Голицыну вспомнилось то, что он слышал о ней: как тринадцатилетняя девочка носила пояс, вываренный в соли, разъедавший тело; стояла на солнце, пока кожа на лице не трескалась, хотела убежать в монастырь, принять пострижение и странствовать в мужской одежде под именем умершего юного послушника Назария.
Для таких, как она, от слова до дела — только шаг. И теперь для нее одной, в этой толпе, речь Козловского — не музыка, а проповедь.
— Суровость покойного императора Павла, без обмана, без лести, не в тысячу ли раз сноснее того, что мы терпим в наши дни? — продолжал Козловский все вдохновеннее. — Не вздыхаем ли о временах Павловых, терпя, чего терпеть без подлости не можно? Всякий день оскорбляется у нас человечество, правосудие, просвещение — все, что мешает земле превратиться в пустыню или вертеп разбойничий. Когда видишь все мерзости, на каждом шагу в России совершающиеся, хочется бежать за тридевять земель…
Бабушка Архарова встала, гневная, собираясь уходить, моська на руках ее, поджав хвост, залаяла. Крылов тоже привстал, но, должно быть, вспомнив об ужине, снова опустился в кресло и только рукой махнул. У Нелединского сделалась одышка хуже, чем от гречневой каши. Старичок с вертижцами, казалось, готов был упасть в обморок. А паны повскакали и захлопали неистово — видно было по лицам их: «Еще Польска не сгинела».

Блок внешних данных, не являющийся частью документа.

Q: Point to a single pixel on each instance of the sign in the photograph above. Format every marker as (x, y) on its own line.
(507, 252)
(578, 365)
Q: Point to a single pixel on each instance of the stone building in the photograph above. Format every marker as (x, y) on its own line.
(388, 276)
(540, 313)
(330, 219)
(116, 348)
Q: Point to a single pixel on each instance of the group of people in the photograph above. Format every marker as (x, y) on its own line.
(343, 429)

Но звук виолончели раздался — и все затихло, успокоилось, словно кто-то пролил масло на бурные волны.
Виельгорский играл духовный концерт Гайдна. Слышался ангельский хор. И рабство, свобода, Россия, политика — все земное вдруг сделалось ничтожным. Казалось, по хрустальной лестнице, звенящей и поющей, как солнечный дождь златокрылые, с золотыми ведрами, восходят и нисходят ангелы.